Jérôme FOURQUET- De mon point de vue, la Manif pour tous a marqué chez les catholiques une prise de conscience importante, celle de leur statut désormais minoritaire. Il y avait jusqu’à présent une forme de « gentleman’s agreement » qui voulait que, même minoritaires sur le plan numérique, les catholiques s’arrangaient avec une république dont le cadre légal restait adossé aux fondamentaux de la culture chrétienne. Désormais, le Mariage pour tous ou les avancées en matière de bioéthique ont consommé la rupture entre la France catholique et la France laïque.

Là encore, les prénoms sont un bon indice : de moins en moins de petites filles s’appellent Marie, elles sont 0,6 % aujourd’hui contre 20 % en 1900. Cela montre bien qu’au sein même des catholiques les pratiques s’individualisent et que l’empreinte catholique au cœur des familles a disparu pour l’essentiel. Nous avons fait la même analyse avec les prénoms arabo-musulmans : 10 % des jeunes musulmans portaient le prénom Mohammed (ou l’un de ses dérivés) lors des premières vagues d’immigration maghrébine, contre 4 % aujourd’hui. Est-ce donc un mouvement de chute similaire à celui que l’on a observé chez les catholiques ?

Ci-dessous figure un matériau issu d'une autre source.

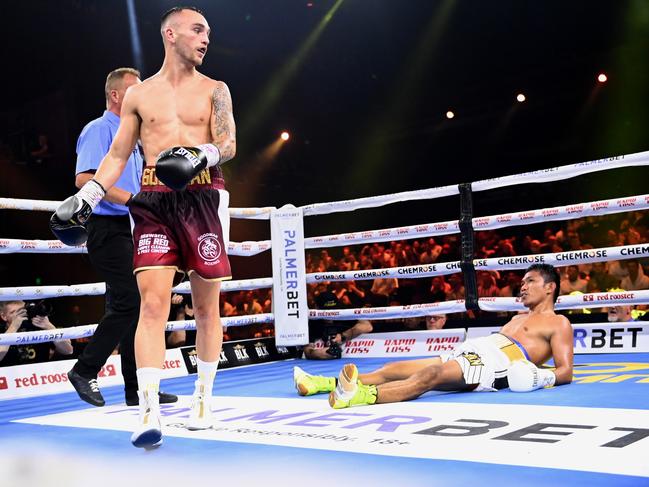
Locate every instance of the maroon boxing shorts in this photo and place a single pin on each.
(183, 230)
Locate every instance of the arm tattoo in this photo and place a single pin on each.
(223, 129)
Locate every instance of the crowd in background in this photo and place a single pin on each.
(581, 234)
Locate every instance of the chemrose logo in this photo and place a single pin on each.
(209, 247)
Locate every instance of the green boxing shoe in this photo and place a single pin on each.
(350, 391)
(308, 385)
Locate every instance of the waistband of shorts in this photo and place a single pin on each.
(510, 347)
(207, 179)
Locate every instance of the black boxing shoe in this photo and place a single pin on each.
(88, 389)
(133, 400)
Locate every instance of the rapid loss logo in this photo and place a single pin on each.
(241, 353)
(209, 247)
(260, 348)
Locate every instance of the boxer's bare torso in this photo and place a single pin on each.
(168, 115)
(534, 331)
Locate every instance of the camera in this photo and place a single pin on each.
(40, 308)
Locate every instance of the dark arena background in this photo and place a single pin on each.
(338, 100)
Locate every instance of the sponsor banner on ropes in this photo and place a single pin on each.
(619, 337)
(289, 277)
(51, 377)
(404, 344)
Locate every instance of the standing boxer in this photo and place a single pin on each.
(110, 248)
(185, 123)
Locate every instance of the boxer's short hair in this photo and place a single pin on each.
(549, 274)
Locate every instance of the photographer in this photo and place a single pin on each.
(20, 318)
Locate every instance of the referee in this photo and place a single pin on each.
(110, 248)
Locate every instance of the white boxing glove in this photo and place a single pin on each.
(524, 376)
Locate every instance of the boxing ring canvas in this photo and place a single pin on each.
(594, 431)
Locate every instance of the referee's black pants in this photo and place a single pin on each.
(110, 248)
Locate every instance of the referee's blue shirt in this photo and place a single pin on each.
(93, 144)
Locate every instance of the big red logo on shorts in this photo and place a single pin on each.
(209, 247)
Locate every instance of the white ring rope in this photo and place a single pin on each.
(564, 172)
(51, 206)
(593, 300)
(14, 246)
(593, 208)
(99, 288)
(541, 176)
(559, 259)
(376, 201)
(444, 228)
(568, 212)
(87, 330)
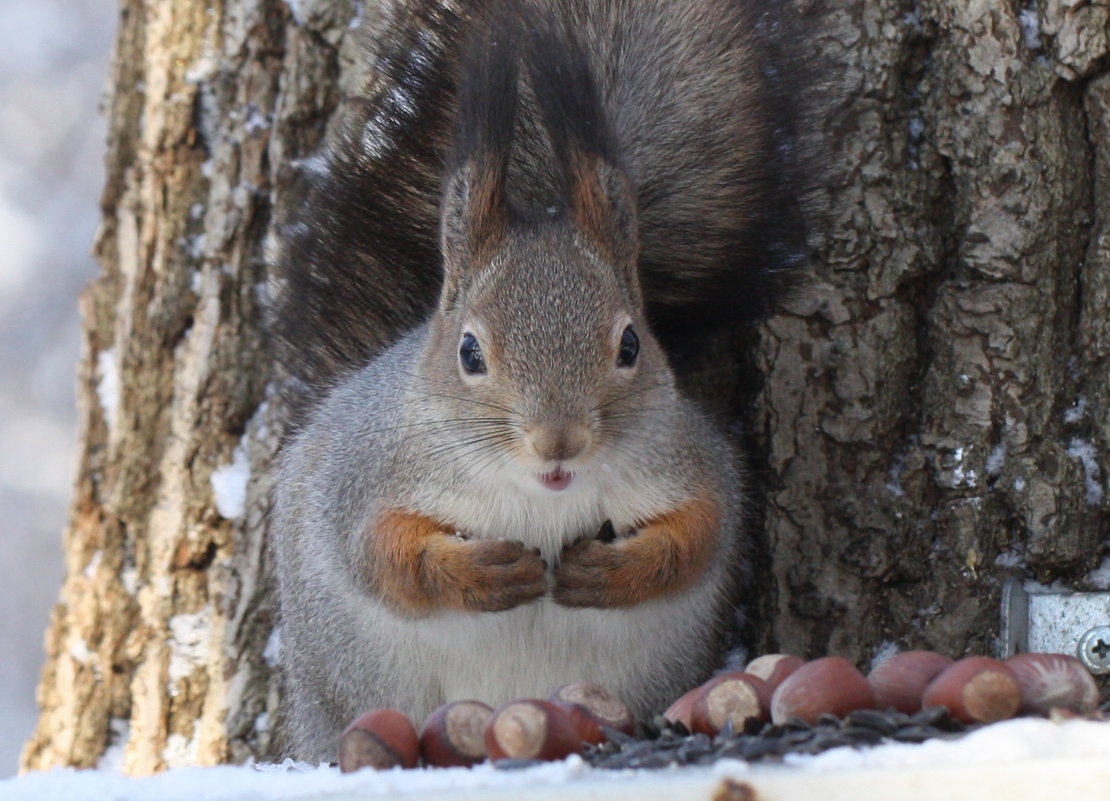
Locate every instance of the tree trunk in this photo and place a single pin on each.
(935, 415)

En réalité, nous sommes à un palier et cette proportion de 4 % est stable depuis la fin des années 1990. Deux hypothèses, donc : ou bien nous sommes dans une étape transitoire avant l’entrée définitive des populations arabo-musulmanes dans le processus de sécularisation. Ou bien alors, nous sommes à une croisée des chemins : une partie seulement de ces populations suivra la voie des catholiques, quand l’autre au contraire connaît un regain identitaire (que l’on observe aussi à travers l’importance croissante de signes de religiosité comme le fait de ne pas boire d’alcool, d’observer strictement le ramadan, d’escompter faire le pèlerinage du hadj ou encore de consommer halal).

Marcel GAUCHET- On assiste en effet à un retour apparent du religieux à travers l’islam, qui connaît un renouveau plus identitaire, à mon sens, que proprement religieux. Mais gardons-nous bien d’une lecture unilinéaire : deux dynamiques de sens contraire se télescopent et s’entrecroisent ici, l’une qui fait entrer l’islam dans la sortie de la religion occidentale, et l’autre qui le fait réagir plus ou moins violemment à cette absorption. Ce choc n’a rien d’extraordinaire, au contraire même : j’oserais dire qu’il était prévisible ! À nous de gérer avec lucidité et fermeté cette contradiction sans la dramatiser à l’excès. Une chose est de vouloir garder un lien avec sa culture d’origine, une autre est de se cramponner à un mode de vie étranger à la société d’accueil.

Quelle est la place du populisme face à cet archipel identitaire ? Le populisme nationaliste est-il une réponse à la fragmentation de la France ?

Jérôme FOURQUET - Nous avons évoqué les « gilets jaunes » tout à l’heure : ceux-ci sont typiquement un mouvement populiste, mais en même temps très fortement individualiste ! « Mon » pouvoir d’achat, « mes » impôts », « mon » plein d’essence…

Marcel GAUCHET -… « Ma » bagnole ! (Rires.)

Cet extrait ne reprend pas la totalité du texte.